Fork me on GitHub

Project Notes

#435 XSLT CSV Transforms

XSLT transformations for converting CSV data.

Notes

CSV source transformation is possible with XSLT, but it requires XSLT 2.0 and 3.0 features, so I will be using Saxon. See LCK#434 Saxon Processor for details.

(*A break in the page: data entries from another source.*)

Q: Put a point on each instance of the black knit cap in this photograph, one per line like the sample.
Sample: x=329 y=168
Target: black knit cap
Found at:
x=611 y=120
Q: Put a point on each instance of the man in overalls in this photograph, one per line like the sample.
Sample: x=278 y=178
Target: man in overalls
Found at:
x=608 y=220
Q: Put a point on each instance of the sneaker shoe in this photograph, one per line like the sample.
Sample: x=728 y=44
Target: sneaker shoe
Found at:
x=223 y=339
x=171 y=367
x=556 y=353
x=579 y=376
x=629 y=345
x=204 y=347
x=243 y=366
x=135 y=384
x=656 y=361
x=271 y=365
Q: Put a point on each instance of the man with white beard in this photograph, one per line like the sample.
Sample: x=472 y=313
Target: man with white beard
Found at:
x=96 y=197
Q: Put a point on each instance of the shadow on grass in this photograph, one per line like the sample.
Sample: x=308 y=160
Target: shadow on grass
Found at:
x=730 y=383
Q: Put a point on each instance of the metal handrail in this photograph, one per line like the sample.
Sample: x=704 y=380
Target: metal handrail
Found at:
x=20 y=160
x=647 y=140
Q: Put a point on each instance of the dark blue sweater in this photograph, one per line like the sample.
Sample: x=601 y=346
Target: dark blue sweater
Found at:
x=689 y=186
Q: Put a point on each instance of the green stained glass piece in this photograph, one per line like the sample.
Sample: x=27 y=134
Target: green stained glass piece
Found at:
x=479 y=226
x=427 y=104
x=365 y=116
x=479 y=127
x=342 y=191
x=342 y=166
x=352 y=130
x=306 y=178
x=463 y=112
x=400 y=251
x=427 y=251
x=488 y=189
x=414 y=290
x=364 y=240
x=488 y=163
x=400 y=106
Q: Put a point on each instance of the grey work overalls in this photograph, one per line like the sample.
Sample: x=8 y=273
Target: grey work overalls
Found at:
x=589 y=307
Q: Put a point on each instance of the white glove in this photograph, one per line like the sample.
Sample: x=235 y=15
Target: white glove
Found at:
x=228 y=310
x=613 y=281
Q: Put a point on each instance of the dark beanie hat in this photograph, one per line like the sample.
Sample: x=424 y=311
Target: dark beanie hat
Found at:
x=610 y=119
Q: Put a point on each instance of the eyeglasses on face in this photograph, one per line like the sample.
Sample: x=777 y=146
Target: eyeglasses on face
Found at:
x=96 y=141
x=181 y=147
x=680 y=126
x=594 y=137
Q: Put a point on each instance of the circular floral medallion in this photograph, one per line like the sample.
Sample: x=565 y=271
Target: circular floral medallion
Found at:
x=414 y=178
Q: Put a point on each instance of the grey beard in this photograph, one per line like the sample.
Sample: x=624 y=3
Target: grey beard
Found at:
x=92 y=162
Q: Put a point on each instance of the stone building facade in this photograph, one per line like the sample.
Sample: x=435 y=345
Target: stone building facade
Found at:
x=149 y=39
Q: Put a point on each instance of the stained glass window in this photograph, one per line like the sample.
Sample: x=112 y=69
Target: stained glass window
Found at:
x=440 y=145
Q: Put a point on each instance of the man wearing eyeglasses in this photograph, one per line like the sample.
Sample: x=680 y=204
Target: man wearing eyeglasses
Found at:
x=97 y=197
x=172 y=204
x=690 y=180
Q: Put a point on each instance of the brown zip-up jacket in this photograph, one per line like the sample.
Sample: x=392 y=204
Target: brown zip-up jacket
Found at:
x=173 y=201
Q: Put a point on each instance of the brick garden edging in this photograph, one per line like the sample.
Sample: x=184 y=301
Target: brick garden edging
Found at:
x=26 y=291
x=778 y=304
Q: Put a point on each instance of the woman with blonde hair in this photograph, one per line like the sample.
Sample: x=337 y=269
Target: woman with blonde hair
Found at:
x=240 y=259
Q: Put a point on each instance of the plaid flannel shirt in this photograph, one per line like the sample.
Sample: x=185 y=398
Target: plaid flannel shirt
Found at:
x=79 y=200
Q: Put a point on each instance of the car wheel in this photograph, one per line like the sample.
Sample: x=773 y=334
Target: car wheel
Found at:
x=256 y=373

This is a simple demonstration of CSV transformation to XML and HTML formats.

The Sample File

See sample.csv:

Col1,Col2,Col3,Col4
a1,a2,a3,a4
v1,v2,v3,V4
X1,X2,X3,X4

Transform CSV to XML

See csv2xml.xsl for the transformation:

<?xml version="1.0" encoding="UTF-8"?>
<xsl:stylesheet version="3.0"
  xmlns:xsl="http://www.w3.org/1999/XSL/Transform"
  expand-text="yes">

<xsl:output method="xml" indent="yes"/>

<!-- Parameter -->
<xsl:param name="csv-uri"/>

<xsl:template match="/">
  <rows>
    <xsl:variable name="lines" select="unparsed-text-lines($csv-uri)"/>
    <xsl:variable name="headers" select="tokenize($lines[1], ',')"/>

    <xsl:for-each select="$lines[position() > 1]">
      <row>
        <xsl:variable name="fields" select="tokenize(., ',')"/>

        <xsl:for-each select="1 to count($headers)">
          <xsl:element name="{$headers[current()]}">
            {$fields[current()]}
          </xsl:element>
        </xsl:for-each>
      </row>
    </xsl:for-each>
  </rows>
</xsl:template>

</xsl:stylesheet>

Note that the CSV file is referenced by parameter csv-uri. Saxon requires a source XML file, so we provide a dummy file null.xml. Running the transformation produces the output file sample.xml:

$ xslt3 -s:null.xml -xsl:csv2xml.xsl csv-uri=sample.csv -o:sample.xml
$ cat sample.xml
<?xml version="1.0" encoding="UTF-8"?>
<rows>
   <row>
      <Col1>
            a1
          </Col1>
      <Col2>
            a2
          </Col2>
      <Col3>
            a3
          </Col3>
      <Col4>
            a4
          </Col4>
   </row>
   <row>
      <Col1>
            v1
          </Col1>
      <Col2>
            v2
          </Col2>
      <Col3>
            v3
          </Col3>
      <Col4>
            V4
          </Col4>
   </row>
   <row>
      <Col1>
            X1
          </Col1>
      <Col2>
            X2
          </Col2>
      <Col3>
            X3
          </Col3>
      <Col4>
            X4
          </Col4>
   </row>
</rows>

Transform CSV to HTML

See csv2html.xsl for the transformation:

<?xml version="1.0" encoding="UTF-8"?>
<xsl:stylesheet version="3.0"
  xmlns:xsl="http://www.w3.org/1999/XSL/Transform"
  expand-text="yes">

<xsl:output method="html" indent="yes"/>

<!-- Parameter -->
<xsl:param name="csv-uri"/>

<xsl:template match="/">
  <html>
    <body>
      <h2>CSV Table</h2>

      <xsl:variable name="lines" select="unparsed-text-lines($csv-uri)"/>
      <xsl:variable name="headers" select="tokenize($lines[1], ',')"/>

      <table border="1">
        <tr>
          <xsl:for-each select="$headers">
            <th>{.}</th>
          </xsl:for-each>
        </tr>

        <xsl:for-each select="$lines[position() > 1]">
          <tr>
            <xsl:for-each select="tokenize(., ',')">
              <td>{.}</td>
            </xsl:for-each>
          </tr>
        </xsl:for-each>
      </table>

    </body>
  </html>
</xsl:template>

</xsl:stylesheet>

Note that the CSV file is referenced by parameter csv-uri. Saxon requires a source XML file, so we provide a dummy file null.xml. Running the transformation produces the output file sample.html:

xslt3 -s:null.xml -xsl:csv2html.xsl csv-uri=sample.csv -o:sample.html
open sample.html

sample-html

About tokenize

These transforms rely heavily on the tokenize XSLT function.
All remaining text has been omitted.